Mundo ficciónIniciar sesiónAileen pensó que su último año de instituto sería tan silencioso como el pueblo al que se ha mudado: un rincón perdido entre montañas y árboles eternos. Pero Blackwood guarda más que neblina y leyendas viejas. Y todo comienza a cambiar cuando conoce a Leo Whitmore, el carismático pero distante capitán del equipo de baloncesto. Leo no solo es un chico guapo con una sonrisa difícil de descifrar: hay algo en él que la inquieta, la atrae y la llama.
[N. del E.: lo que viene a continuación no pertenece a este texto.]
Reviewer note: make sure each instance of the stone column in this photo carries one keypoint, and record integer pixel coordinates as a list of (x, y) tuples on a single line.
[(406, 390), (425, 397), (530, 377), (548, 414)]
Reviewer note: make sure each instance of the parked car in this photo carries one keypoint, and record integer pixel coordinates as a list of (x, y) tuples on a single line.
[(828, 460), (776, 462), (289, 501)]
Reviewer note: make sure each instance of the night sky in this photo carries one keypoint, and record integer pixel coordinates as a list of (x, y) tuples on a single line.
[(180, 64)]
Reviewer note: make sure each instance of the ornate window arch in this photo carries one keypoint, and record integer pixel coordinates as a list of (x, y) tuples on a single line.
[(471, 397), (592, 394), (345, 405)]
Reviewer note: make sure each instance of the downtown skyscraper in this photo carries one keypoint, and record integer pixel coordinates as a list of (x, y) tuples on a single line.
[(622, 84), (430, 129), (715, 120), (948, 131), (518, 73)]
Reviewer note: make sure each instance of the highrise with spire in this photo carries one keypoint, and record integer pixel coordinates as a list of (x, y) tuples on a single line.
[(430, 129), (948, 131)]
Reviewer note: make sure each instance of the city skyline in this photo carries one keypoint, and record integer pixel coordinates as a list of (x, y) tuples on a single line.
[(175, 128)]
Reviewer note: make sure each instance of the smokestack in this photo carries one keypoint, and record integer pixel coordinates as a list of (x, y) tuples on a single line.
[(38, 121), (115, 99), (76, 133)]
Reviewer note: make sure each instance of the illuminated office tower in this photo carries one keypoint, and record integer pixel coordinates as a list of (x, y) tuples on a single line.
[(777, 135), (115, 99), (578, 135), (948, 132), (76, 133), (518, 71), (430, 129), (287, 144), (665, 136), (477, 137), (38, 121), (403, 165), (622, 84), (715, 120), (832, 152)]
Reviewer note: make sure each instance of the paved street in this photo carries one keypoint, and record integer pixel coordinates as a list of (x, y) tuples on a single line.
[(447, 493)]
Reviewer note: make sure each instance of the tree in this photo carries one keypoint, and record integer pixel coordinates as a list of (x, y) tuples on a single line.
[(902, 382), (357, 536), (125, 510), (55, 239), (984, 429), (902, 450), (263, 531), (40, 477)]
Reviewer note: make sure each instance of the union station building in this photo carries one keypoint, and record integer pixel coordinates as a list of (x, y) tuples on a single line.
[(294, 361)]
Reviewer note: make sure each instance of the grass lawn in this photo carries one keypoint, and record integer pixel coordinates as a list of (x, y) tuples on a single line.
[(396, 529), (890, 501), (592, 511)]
Una conexión inexplicable que despierta los sentidos de Aileen y la arrastra hacia secretos enterrados bajo tierra y bajo piel. ¿Qué es lo que Leo esconde detrás de sus silencios? ¿Y por qué Aileen siente que su llegada a Blackwood no fue una coincidencia? En un pueblo donde nada es lo que parece y el bosque observa en silencio, Aileen deberá decidir si se atreve a descubrir la verdad o si es mejor no despertar lo que duerme entre las sombras.
Leer másHay hilos invisibles que nos unen a ciertos lugares antes siquiera de respirar. Aileen Carter lo supo desde que abrió los ojos por primera vez... aunque tardaría años en comprenderlo.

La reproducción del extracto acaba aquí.